There are new “school bus stop” signs here that are quite disturbing. I don’t know how widely used they are, but between the bus, the kid getting off and the bright red reflective marks for all the lights etc.,it resembles nothing so much as a cartoon of a school shooting.
This static image doesn’t convey how much the red parts flash and flicker as you drive by one.
Were you never a kid? I mean, yes, we were taught to look both ways before crossing the street and all that crap, but I’ve once managed to run out into the middle of the street being distracted by something or another and not thinking about what I was doing. Luckily, I didn’t get hit. Unfortunately, every day when I drop my kids off to school, I pass the memorial of a kid who was hit about 5 years ago who was distracted. I didn’t think it would be so controversial to minimize this type of damage by requiring cars to stop for a few seconds in situations that may be higher risk than usual instead of saying, oh well, let the stupid fucking kid get run over. But maybe kids in the UK are exceptionally smart and never get run over. Or maybe you just chalk the ones that do to being idiots. I don’t know.

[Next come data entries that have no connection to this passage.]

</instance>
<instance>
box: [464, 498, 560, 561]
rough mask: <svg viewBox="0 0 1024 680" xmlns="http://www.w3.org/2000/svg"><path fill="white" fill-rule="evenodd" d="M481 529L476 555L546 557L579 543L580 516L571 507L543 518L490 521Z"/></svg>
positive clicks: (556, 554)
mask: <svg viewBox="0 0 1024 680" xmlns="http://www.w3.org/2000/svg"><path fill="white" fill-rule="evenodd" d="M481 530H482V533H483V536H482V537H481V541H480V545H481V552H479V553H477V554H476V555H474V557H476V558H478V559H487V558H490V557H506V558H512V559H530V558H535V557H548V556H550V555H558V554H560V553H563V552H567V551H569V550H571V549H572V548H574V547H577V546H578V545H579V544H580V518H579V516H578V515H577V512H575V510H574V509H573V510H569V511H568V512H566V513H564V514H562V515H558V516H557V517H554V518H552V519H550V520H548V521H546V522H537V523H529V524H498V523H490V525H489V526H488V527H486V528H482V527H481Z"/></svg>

Maybe that’s the opening your svelte athletic self needs to hook up with the MILF or DILF of your choice. Sometimes virtue isn’t its own reward, but leads directly to some.
It could be argued that all these measures are in fact a bad thing. Kids get used to the idea that when the bus stops, so does all the other traffic; then, when they come to use an ordinary service bus, … oops!
Germany does have restrictions on passing school buses and any other city buses (§ 20 StVO) - there are no visually distinct school buses, rather students take normal public transit buses or (in rarer cases) normal buses are scheduled for dedicated school bus runs. You may not overtake a bus nearing a stop when its hazard lights are flashing (risk: people crossing the street in a hurry to catch the bus at ist stop) and may only pass a stationary bus with flashing lights at a walking pace (risk: bus passengers, having left the bus, crossing the street directly in front of or behind the bus).
German traffic law seems to assume adult bus passengers are as stupid as school children, which in my opinion is the case.
In Prague it’s illegal to pass a tram that has stopped at a tramstop. I’m not sure if the same applies to buses. It’s generally ignored by most drivers though. I’ve seen people almost getting squashed on a daily basis. They just step out in front of the tram without looking. I’m not sure who the biggest idiots are in that situation?
I have a relative who got off of a (non-school) bus on a 4 lane road. Started crossing the road without looking and got hit. Pretty badly dinged up but lived.
Kids really do this sort of stuff.
(How old am I? I’m so old I remember when school buses didn’t have seatbelts. Wait, wait?)